23 May 2006
Because of our relative sizes, Australia will always be more important to New
Zealand than we are to it. Yes, we are strategically significant to them, and a
small market for their goods; amongst that rich smorgasbord of Australian
migrants, we provide their best-educated; sometimes we can even be a serious
challenge on the sports field. But apart from that, most Australians scarcely
give New Zealand a second thought. Yet, they have always been vital to us; a
source of our immigrants in earlier times, until our economy began to sour in
the 1960s. They have links to the wider world that we can only dream about. They
are net energy exporters, while we depend on imported energy. Australia has
ridden the mineral export boom since World War Two so successfully that it is a
factor in their superior standard of living.

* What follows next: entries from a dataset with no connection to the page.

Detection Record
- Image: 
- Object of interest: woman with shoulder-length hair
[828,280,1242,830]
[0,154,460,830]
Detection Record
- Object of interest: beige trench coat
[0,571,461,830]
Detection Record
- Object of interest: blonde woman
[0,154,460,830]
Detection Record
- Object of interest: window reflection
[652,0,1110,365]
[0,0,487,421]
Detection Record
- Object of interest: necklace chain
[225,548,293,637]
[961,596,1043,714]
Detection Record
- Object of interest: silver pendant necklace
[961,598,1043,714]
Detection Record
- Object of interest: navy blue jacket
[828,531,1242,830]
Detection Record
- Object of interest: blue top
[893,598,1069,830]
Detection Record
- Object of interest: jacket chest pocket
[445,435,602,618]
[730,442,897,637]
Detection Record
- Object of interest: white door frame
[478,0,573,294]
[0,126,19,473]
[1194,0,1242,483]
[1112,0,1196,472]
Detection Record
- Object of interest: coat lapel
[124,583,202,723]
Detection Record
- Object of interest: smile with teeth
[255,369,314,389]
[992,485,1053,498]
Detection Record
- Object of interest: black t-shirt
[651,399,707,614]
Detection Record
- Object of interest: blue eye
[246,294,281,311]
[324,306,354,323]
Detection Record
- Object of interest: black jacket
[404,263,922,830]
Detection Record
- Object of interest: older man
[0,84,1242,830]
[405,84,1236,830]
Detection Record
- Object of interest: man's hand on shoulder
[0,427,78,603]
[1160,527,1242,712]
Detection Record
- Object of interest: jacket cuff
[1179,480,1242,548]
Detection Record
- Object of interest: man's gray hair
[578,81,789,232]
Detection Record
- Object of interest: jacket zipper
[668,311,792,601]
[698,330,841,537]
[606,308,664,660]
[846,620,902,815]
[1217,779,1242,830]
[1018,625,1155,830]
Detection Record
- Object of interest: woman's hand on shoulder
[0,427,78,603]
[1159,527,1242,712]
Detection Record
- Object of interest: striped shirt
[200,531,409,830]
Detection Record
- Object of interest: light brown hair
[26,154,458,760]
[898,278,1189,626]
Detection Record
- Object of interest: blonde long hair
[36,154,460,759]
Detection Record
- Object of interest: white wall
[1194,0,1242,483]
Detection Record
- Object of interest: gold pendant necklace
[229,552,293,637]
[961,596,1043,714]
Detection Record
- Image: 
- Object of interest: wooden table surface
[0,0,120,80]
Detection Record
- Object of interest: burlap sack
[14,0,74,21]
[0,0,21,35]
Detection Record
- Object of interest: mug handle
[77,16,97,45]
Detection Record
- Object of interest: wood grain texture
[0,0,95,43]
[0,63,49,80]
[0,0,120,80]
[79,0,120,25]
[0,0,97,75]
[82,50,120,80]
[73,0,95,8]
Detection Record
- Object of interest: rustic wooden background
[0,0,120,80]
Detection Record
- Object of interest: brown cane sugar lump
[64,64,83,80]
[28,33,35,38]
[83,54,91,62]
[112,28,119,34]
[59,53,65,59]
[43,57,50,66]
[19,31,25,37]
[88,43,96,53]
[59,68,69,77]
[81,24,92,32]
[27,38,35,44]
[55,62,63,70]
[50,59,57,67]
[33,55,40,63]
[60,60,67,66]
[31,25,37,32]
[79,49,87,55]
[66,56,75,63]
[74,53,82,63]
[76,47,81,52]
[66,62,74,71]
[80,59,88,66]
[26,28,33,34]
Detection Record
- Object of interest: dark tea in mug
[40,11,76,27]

But Kiwis deceive ourselves if we think that Australia’s greater prosperity is
due to luck. Successive Aussie governments have adopted policy settings likely
to produce better and more consistent economic outcomes than ours. For the most
part their politicians understand that maximising growth via the market does
more for ordinary folks’ living standards than any amount of political
tinkering, regulating, subsidizing or social work. We’ve occasionally had
politicians of talent; Australia has had grown ups at the helm for most of the
last half century. It shows. In the early years of the twentieth century New
Zealand’s standard of living was higher than Australia’s. Our currency was worth
more. It’s only relatively recently that we started to slip behind. The
migration of New Zealand skills to Australia picked up in the late 1970s as
Robert Muldoon’s economic controls and regulations, coupled with a bloated
exchange rate, slowed our growth. Workers’ real incomes fell. It was Kiwi
muddle, not Australian luck that let them pull ahead. Yet the seesaw tipped
again with New Zealand’s bolder economic reforms of the 1980s. They didn’t
guarantee Kiwi superiority, but they gave us a fighting chance, so long as we
didn’t get the stitch. For a decade New Zealand had one of the fastest-growing
economies in the OECD, slightly better than Australia’s.
It’s been the last six years that saw us start to lose ground rapidly. High
export commodity prices kept things buoyant here, but a collection of Labour’s
student agendas have taken the shine off New Zealand’s economic performance.
Pushing up the top rate of income tax in 2000, pulling a larger number into the
bracket, reverting to old-style labour practices, fiddling with employment laws,
refusing to fine-tune the Resource Management Act, introducing the Kyoto
Protocol without sufficient thought, and the re-introduction of regulations in
several key sectors of the economy have seen the gloss wear off New Zealand’s
superior performance. Another 8,000 more bureaucrats since 1999 are testament to
this Labour Government’s long discredited obsession with the belief that
governments can do more for people than they can do for themselves. I was
recently in Australia for ten days. There are faint signs their economy is
slowing. They are staring at 3% growth this year and 10% over three years. We
will be lucky to get 1% this year after a couple of contracting quarters, and it
will require divine intervention to reach Michael Cullen’s forecast 7% over
three years.
So the gap in living standards that was about 20% in
Australia’s favour in 1999 is now 33%, and will soon top 40%. Instead of being
Australia’s rich friend, New Zealand has become its poor country cousin. Of
course our brightest are choosing one-way tickets to Australia. Does it matter?
In some ways, not as much as it once did. Our economies since NAFTA in 1965 and
CER in 1983 have entwined themselves to an extraordinary extent. Individual
Kiwis with spare cash now invest in Australia. Some Australians take advantage
of our lower wage structure to manufacture here, creating jobs. Our best
performing companies have either placed a foot in Australia or have some Aussie
liaison. Banking has also developed a high degree of symbiosis. Such deals,
however, keep being negotiated from a position of New Zealand weakness.
Far from leading the closer relationship, Helen Clark’s
government bobs along behind like a cork in search of a safe haven. Treasurer
Michael Cullen invites those who think New Zealand can do better to emigrate.
Which too many talented have been doing for too long. The internationalist Prime
Minister Peter Fraser’s brave new New Zealand of the 1930s is becoming an
irrelevant Australian off-shore appendage in the hands of smug people. They have
a nerve to claim they belong to his party.